Raina hanya diam tak bergeming,raina memandang langit langit ruang itu.


{Hidup itu misteri dan memiliki banyak arti,ada alasan di setiap pertemuan dan kejadian,gadis kuat!}.


Sepenggal kalimat terngiang di telinga raina,raina mengingat kembali ucapan ayah nya itu.


Ayahh,,apa maksud dari ucapanmu,apa ini berkaitan dengan wili,kau selalu menyebut ku sebagai gadis kuat,maaf ayah tapi aku tidak sekuat itu,dan sekarang aku hanya akan mengikuti jalan hidupku,karena aku tau ayah tidak akan meninggalkan ku, ayah selalu berada didekatku.


Batin raina terisak.


Raina menatap wilson yang kini menatap nya juga dengan tatapan sendu.


"Aku tidak menyalahkan mu wili,aku tau setiap hidup seseorang sudah memiliki garis takdir nya masing²,aku tidak tau apa yang direncanakan tuhan untuk ku kedepannya,aku hanya belajar ikhlas untuk menerima kehidupan ku sekarang".Ujar raina lirih lalu menepiskan senyum nya bersamaan dengan derai air mata.

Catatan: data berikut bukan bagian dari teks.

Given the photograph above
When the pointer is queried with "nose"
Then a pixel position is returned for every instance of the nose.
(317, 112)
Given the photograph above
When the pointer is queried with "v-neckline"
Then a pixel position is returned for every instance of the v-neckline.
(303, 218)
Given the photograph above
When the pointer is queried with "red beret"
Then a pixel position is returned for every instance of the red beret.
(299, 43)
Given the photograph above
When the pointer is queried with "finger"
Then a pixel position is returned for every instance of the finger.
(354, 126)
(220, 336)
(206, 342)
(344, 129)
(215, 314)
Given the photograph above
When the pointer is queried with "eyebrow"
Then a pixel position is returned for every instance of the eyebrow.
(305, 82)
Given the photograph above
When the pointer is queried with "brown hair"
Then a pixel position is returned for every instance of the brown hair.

"Aku senang mendengarnya, kau harus lebih kuat untuk berjuang dalam hidupmu,karena mulai sekarang aku bersama mu rein".Ujar wilson.


Tak lama datang seorang wanita memakai celana hijau dan kemeja putih membawa troli meja berisi makanan,ada sup daging serta potongan buah buahan.

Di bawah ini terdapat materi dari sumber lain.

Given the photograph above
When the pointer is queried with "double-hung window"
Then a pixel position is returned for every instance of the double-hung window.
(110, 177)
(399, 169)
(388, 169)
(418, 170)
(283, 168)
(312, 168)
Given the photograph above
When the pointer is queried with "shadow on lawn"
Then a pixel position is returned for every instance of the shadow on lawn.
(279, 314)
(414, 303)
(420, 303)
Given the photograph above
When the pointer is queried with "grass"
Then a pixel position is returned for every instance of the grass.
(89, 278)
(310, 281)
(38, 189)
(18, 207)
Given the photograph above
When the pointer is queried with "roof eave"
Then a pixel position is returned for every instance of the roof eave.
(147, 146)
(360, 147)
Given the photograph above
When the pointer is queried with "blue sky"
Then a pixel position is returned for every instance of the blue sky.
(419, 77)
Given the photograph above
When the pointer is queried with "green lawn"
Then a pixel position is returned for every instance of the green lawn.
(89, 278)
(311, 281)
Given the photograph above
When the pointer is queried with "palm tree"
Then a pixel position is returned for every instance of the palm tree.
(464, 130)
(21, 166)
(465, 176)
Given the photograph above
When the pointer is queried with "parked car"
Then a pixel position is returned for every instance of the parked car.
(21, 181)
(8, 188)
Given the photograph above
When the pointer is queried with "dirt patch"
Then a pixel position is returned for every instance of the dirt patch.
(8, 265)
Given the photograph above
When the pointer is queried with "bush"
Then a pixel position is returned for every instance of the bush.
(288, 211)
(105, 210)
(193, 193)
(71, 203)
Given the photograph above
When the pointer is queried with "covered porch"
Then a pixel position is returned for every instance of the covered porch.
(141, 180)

"Selamat malam,ini makan malam untuk pasien,semoga cepat pulih nona,kalau begitu saya permisi".Ujar wanita itu seraya tersenyum ramah lalu melangkah keluar dari ruangan.

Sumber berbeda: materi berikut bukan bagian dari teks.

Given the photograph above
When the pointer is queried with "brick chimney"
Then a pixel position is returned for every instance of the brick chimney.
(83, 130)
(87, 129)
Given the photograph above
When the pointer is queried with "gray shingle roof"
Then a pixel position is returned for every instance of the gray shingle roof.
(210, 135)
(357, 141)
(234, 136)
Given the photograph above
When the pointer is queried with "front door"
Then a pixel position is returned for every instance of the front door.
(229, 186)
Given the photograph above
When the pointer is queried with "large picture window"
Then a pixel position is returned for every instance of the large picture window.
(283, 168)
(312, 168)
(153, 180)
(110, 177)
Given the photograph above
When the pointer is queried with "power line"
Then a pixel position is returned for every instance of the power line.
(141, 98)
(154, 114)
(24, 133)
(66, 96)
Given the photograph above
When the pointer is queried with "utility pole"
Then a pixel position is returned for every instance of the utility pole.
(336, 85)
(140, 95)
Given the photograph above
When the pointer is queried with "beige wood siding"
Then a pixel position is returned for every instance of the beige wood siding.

"Baik waktu nya makan malam rein".Ujar wilson lalu ia menaruh sup itu di nakas dekat dengan nya.


"Wili nanti saja".Ujar raina yang terlihat enggan untuk makan.


"Rein,,kau harus makan,karena sebentar lagi jam untuk mu minum obat,waktu terus berputar tidak akan menunggu mu sampai kau mau memakan nya,".Ujar wilson,lalu wilson mengambil mangkuk sup dan membuka plastik bening yang menutup sup itu,wilson hendak menyuapkan sup itu untuk raina.


"Wili,aku akan memakan nya sendiri saja".Ujar raina,lalu raina berusaha bangun untuk duduk.


Wilson pun segera menaruh sup itu dinakas dan membantu raina untuk duduk meyender dengan menaruh bantal dibelakang raina.


Lalu wilson mengambil meja makan kecil yang telah disiapkan dan menaruh nya di atas pangkuan raina,kemudian wilson menaruh sup itu di atas meja.


Entah kenapa sekarang aku merasa canggung bersama dengannya,,wajar saja setelah beberapa tahun kami baru bertemu,,sekalinya bertemu dengan cara seperti ini.


Batin raina seraya menatap wili dengan tegang.


"Ayo makanlah rein,,".Ujar wilson membuyarkan pandangan raina.